Des formules efficaces moins agressives
Garants du fameux et très convoité résultat immédiat, les peelings ont déjà connu leur heure de gloire il y a une dizaine d’années. Alors pourquoi ce retour en force ? Si les ingrédients de base sont les mêmes, les peelings, autrefois agressifs et piquants, se font plus doux tout en restant efficaces. « Dans les années 2000, les formulateurs jouaient aux apprentis sorciers avec les acides de fruits, quitte à provoquer des rougeurs et les douleurs associées », raconte Édouard Mauvais-Jarvis, directeur de l’environnement et de la communication scientifique Dior. Suite à quelques expériences douloureuses, les acides de fruits se sont faits discrets, insérés à très petite dose dans des soins plus classiques, hydratants et anti-âge. Les voici désormais bien équilibrés. « Pour élaborer un bon peeling, il faut mélanger des AHA de différentes tailles afin qu’ils pénètrent à différents niveaux de la couchée cornée. L’acide glycolique est le plus petit et s’immisce donc dans les couches profondes, tandis que l’acide citrique reste en surface pour éliminer le voile terne de cellules mortes. Intéressant aussi : ajouter un peu de BHA, l’acide salicylique, qui dissout le ciment intercellulaire. Ainsi, les AHA rompent les liaisons entre les cellules de la couche cornée, les cornéocytes, et les BHA complètent leur action et régulent la production de sébum », explique Ingrid Pernet, directrice de la communication scientifique Resultime. À la surenchère de concentration de la décennie précédente, les scientifiques opposent désormais le pH du produit. Alors que le pH de la peau est à 5,5, celui d’un peeling peut être formulé à 3,5 ou 4 pour que les acides le restent suffisamment pour séparer les cellules mortes. « Les AHA et le pH fonctionnent comme un couple. Rien ne sert donc de se fier au pourcentage d’AHA. Si le pH n’est pas équilibré, on peut en mettre de hautes concentrations sans aucun résultat », avertit Édouard Mauvais-Jarvis.

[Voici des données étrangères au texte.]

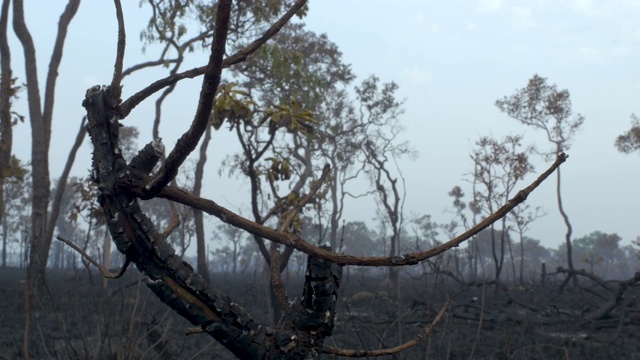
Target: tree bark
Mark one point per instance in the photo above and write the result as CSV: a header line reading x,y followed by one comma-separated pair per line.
x,y
197,214
6,130
40,121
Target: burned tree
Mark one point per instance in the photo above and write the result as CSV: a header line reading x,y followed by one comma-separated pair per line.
x,y
307,321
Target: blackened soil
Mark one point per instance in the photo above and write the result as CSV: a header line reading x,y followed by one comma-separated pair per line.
x,y
82,319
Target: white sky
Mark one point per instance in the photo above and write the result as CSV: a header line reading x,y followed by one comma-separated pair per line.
x,y
451,59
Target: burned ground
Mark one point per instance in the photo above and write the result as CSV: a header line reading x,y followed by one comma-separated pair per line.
x,y
82,320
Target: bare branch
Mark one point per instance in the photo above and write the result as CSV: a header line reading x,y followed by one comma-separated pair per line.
x,y
122,36
312,193
62,181
300,244
383,352
103,270
240,56
188,141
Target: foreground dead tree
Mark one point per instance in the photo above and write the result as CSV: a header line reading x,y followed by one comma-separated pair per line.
x,y
307,321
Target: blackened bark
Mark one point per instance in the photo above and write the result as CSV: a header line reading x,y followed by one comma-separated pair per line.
x,y
300,333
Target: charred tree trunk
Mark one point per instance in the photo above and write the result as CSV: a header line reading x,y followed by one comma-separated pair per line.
x,y
305,324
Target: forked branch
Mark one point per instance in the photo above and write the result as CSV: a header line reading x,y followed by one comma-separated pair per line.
x,y
240,56
300,244
103,269
188,141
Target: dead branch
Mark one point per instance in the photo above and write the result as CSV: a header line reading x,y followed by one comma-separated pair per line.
x,y
240,56
300,244
122,36
305,200
189,140
103,270
408,345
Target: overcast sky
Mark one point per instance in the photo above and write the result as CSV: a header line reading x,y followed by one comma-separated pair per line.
x,y
451,59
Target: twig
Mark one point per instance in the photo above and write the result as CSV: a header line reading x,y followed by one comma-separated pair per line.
x,y
174,221
276,278
122,36
409,344
300,244
300,204
103,270
189,140
240,56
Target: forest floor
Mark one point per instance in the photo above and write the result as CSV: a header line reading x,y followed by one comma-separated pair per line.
x,y
82,319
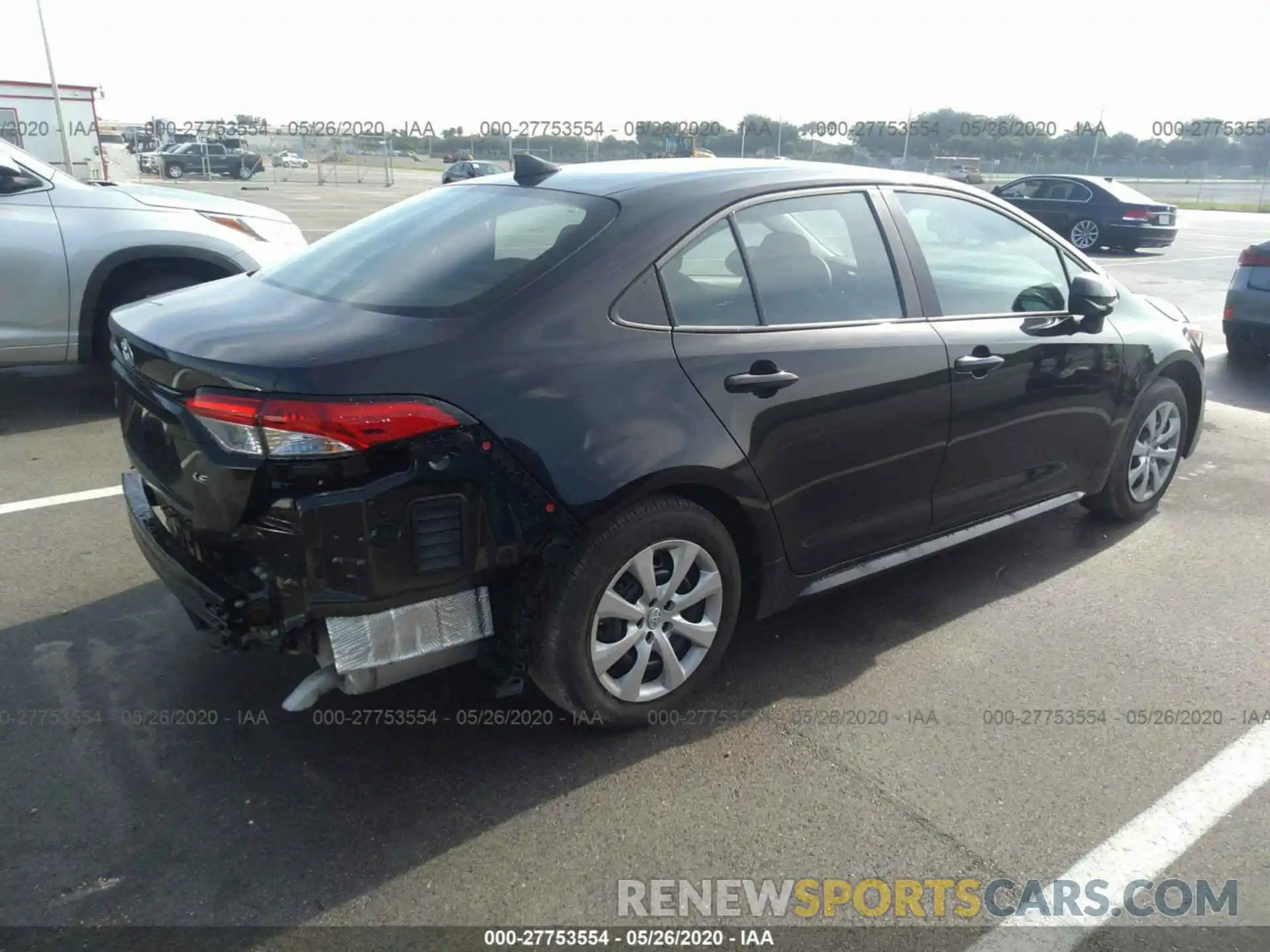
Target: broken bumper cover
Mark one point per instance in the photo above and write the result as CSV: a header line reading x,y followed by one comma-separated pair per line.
x,y
202,593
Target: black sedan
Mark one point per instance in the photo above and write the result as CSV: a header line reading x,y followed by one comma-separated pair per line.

Véritable travail d’orfèvre, le rapport entre la concentration d’AHA et le pH garantit aussi la tolérance. Pour rendre les peelings accessibles à un maximum de femmes, malgré une augmentation constante des peaux sensibles, les scientifiques y ajoutent désormais des ingrédients « cocoon » comme des oméga, qui soutiennent la nouvelle barrière cutanée, ou apaisants comme le niacinamide ou l’allantoïne. Certains troquent aussi les acides de fruits contre des acides de fleurs, moins irritants. « Les formulateurs ont longtemps pensé qu’il fallait agresser la peau pour qu’elle se répare encore mieux. Mais si la peau est abîmée, le nouveau tissu est cicatriciel et ne possède pas les mêmes propriétés physiologiques. Au fil des agressions, il se fait plus rigide et se cartonne », explique Édouard Mauvais-Jarvis. Un produit bien équilibré ne pique pas et ne fait pas rougir la peau. Il élimine juste ce qu’il faut de cellules et relance le renouvellement cellulaire sans le stimuler excessivement.
Une peau lisse au point de pouvoir se passer de fond de teint
Le peeling élimine les couches supérieures de l’épiderme pour révéler une nouvelle peau plus fraîche. Par cette action, il enclenche la production dans la couche basale de nouvelles cellules, permettant une peau plus lisse, aidant à atténuer ridules et taches. Au point de pouvoir sacrifier le fond de teint. Mais puisque la peau se renouvelle sans cesse, il faudra vite recommencer. C’est pourquoi les peelings modernes intègrent aussi des composants qui agissent sur le long terme et seront mieux assimilés par la peau. Certains y ajoutent de la vitamine C, d’autres du collagène, ou encore des molécules anti-âge dont l’action se révèle plus profonde.